I am currently working on a system to allow documents to be tagged with keywords and have a table of the form:
CREATE TABLE `KeywordsToDocuments` (
`keywordID` int NOT NULL,
`documentID` int NOT NULL);
It is possible for each document to be associated with many keywords, and for each keyword to be associated with many documents. Unfortunately a simple AND
statement does not achieve what I need as no single row will satisfy multiple values of KeywordID, instead a publication is associated with several keywords by inclusion of its ID on several rows with different keywordIDs.
I am attempting to write a query which will give me a list of documents that are tagged with all of an arbitrary number of keywords. My initial attempt was the following which uses the INTERSECT
statement:
SELECT documentID FROM KeywordsToDocuments WHERE KeywordID=keyword1
INTERSECT
SELECT documentID FROM KeywordsToDocuments WHERE KeywordID=keyword2
...
Where the ...
can be an arbitrary number of similar statements for further keywords. This query is built by a PHP script dynamically.
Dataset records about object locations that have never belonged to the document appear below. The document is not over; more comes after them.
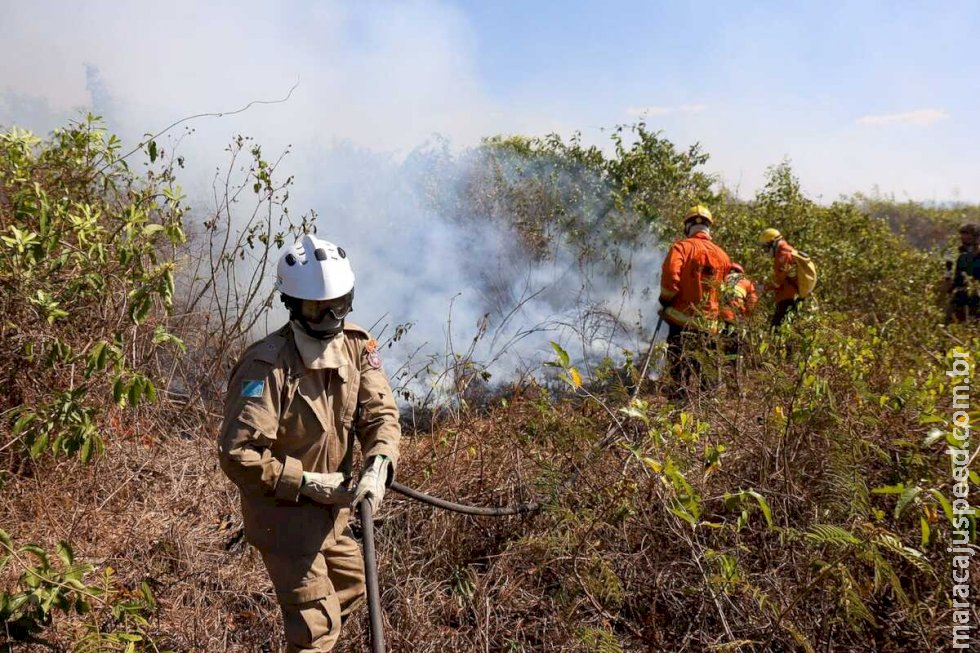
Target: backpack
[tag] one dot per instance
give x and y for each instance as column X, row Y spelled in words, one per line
column 806, row 273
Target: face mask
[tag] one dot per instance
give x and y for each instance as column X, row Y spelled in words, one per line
column 321, row 319
column 328, row 327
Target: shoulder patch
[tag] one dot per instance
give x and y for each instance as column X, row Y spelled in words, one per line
column 355, row 330
column 253, row 387
column 267, row 349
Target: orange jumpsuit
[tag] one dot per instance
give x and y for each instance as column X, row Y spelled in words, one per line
column 690, row 281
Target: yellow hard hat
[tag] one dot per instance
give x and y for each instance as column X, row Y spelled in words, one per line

What I am trying to do here is to find all of the documents that have an association with each keyword individually, then from those result sets find the intersect which will be documents which are associated with all off the requested keywords.
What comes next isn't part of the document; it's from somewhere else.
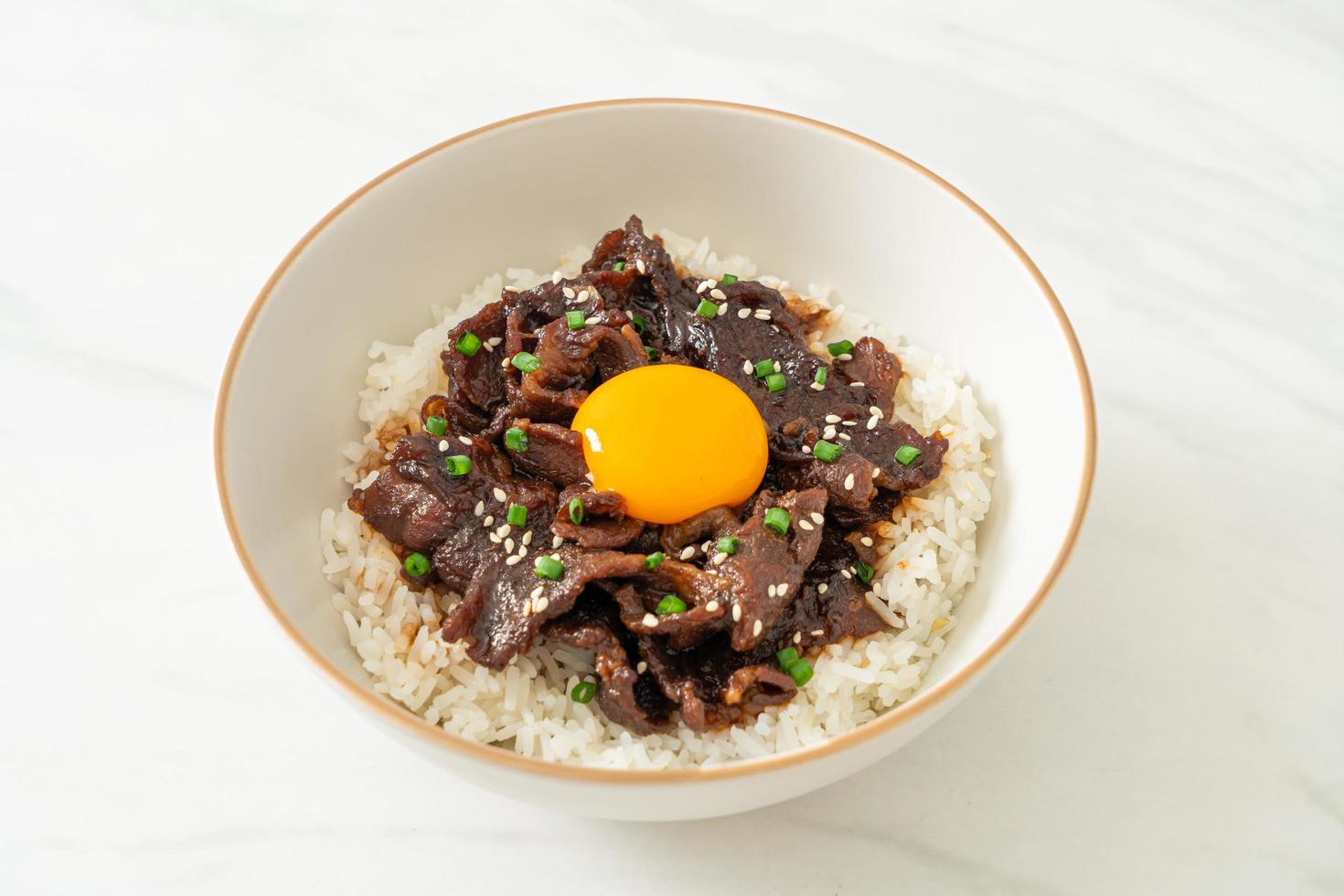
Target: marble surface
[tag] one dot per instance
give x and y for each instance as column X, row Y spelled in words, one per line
column 1172, row 723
However I just learned that MySQL does not support the INTERSECT
statement. I have been looking for alternatives but all the resources I have found on replacing INTERSECT
have focussed on it being used to merge results from two different tables. I cannot see a way in this case to convert to another statement such as an INNER JOIN
.
How can make a query like this work without using the INTERSECT
statement to permit compatibility with MySQL?